ABOUT MARTIN DOOR MANUFACTURING INC.:
Martin Door Manufacturing builds high quality, long-lasting garage doors for homes and businesses around the globe. Based in Salt Lake City, Utah, the company has almost 100 employees. Martin Doors prides itself on the fact that it doesn’t cut corners or scrimp on hardware for the world’s best garage door. With its build- to-order manufacturing processes, clients choose the materials (glass, aluminum, copper, wood), finish, color, and design, and Martin Doors engineers every single component of the door system with longevity in mind. Founded in 1936, Martin Doors are now sold in 93 countries.
Following the economic downturn that impacted the building industry beginning in 2007, Martin Doors began a transformation process to adapt to the new marketplace, making improving service and quality its top priority. Mike Martin, the company’s Quality Control Officer, approached the Utah Manufacturing Extension Partnership (MEP), a NIST MEP affiliate, for assistance in identifying and implementing process improvements.
MEP CENTER’S ROLE:
MEP recommended a continuous improvement program for Martin Doors and Six Sigma classes for Mike. MEP encouraged Mike to see mistakes as a result of poor processes rather than poor performance and helped him identify core problems though the Plan, Do, Check, Act (PDCA) method. The method is often referred to as the Deming Cycle, named after W. Edwards Deming, who believed the key to production quality was having clearly defined, repeatable processes. The four phases in PDCA are: Plan—identify and analyze the problem; Do—develop and test a potential solution; Check—measure how effective the test solution was, and analyze whether it could be improved; and finally, Act—implement the improved solution.

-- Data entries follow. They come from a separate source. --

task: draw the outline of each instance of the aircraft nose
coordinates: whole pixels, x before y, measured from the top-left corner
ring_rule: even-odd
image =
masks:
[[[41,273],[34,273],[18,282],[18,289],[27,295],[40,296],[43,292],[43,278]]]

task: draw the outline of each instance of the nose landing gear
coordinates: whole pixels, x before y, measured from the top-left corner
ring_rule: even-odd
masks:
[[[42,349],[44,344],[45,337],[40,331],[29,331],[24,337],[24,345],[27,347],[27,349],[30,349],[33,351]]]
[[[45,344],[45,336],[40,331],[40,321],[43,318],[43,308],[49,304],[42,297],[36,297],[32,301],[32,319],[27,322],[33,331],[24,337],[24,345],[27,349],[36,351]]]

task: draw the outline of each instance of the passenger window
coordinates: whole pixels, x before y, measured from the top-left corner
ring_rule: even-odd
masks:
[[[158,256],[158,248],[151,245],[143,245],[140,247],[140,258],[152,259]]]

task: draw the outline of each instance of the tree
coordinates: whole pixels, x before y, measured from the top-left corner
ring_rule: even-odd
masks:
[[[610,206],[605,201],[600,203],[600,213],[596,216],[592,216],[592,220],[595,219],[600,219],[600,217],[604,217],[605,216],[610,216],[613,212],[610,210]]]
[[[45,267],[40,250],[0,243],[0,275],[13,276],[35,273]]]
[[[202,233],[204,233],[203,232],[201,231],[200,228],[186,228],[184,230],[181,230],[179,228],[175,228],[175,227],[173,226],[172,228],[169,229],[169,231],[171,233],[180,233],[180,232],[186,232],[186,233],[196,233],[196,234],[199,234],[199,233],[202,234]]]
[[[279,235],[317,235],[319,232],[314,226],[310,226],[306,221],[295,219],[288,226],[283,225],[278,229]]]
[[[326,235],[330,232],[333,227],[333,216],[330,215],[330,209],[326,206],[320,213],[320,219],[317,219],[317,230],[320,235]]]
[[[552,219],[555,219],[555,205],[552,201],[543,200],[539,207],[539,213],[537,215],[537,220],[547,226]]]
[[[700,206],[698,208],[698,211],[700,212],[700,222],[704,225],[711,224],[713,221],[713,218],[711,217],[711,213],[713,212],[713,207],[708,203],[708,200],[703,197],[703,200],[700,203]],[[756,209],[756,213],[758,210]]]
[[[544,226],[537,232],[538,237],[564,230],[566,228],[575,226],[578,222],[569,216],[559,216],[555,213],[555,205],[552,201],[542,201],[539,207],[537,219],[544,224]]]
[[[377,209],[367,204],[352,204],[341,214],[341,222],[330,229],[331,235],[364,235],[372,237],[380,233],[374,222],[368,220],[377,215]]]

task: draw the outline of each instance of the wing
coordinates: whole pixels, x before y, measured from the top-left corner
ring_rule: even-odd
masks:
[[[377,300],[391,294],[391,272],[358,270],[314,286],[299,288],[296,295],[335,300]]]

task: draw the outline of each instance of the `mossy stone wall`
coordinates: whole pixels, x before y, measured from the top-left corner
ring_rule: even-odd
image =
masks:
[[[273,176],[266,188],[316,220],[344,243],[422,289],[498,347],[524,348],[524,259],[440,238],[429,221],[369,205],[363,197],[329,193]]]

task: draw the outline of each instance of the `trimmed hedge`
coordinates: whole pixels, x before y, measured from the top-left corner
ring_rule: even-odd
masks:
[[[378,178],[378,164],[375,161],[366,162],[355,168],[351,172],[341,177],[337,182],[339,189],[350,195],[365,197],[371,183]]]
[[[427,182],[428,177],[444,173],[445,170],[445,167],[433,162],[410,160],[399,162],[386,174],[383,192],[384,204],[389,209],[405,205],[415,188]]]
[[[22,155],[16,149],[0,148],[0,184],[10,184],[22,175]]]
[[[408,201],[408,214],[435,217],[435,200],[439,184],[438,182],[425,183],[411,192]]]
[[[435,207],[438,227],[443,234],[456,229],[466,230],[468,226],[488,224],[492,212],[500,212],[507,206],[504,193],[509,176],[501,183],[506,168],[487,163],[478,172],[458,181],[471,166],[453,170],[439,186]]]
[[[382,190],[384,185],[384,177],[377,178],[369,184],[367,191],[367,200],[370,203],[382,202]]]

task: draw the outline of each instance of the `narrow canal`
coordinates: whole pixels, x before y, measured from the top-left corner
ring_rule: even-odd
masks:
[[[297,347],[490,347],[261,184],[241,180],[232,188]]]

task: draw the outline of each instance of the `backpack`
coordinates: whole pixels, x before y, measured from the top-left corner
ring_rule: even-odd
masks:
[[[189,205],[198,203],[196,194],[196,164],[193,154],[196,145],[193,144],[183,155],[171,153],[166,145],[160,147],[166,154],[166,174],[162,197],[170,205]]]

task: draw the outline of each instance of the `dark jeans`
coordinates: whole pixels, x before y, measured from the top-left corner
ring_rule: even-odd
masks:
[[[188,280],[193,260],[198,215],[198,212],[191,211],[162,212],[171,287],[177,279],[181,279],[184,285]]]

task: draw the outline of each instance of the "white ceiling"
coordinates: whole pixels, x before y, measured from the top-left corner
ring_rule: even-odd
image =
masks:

After achieving the level of “Green Belt,” Mike went on to finish the “Black Belt” Six Sigma level. The journey from green belt to black belt was strenuous, but Mike exhibited drive and determination in completing the course. He identified over 60 process change recommendations for Martin Doors and began motivating employees to implement them in the plant. Within six months, Martin Doors had greatly reduced projection damage issues, engineering issues, factory floor issues and shipping mistakes.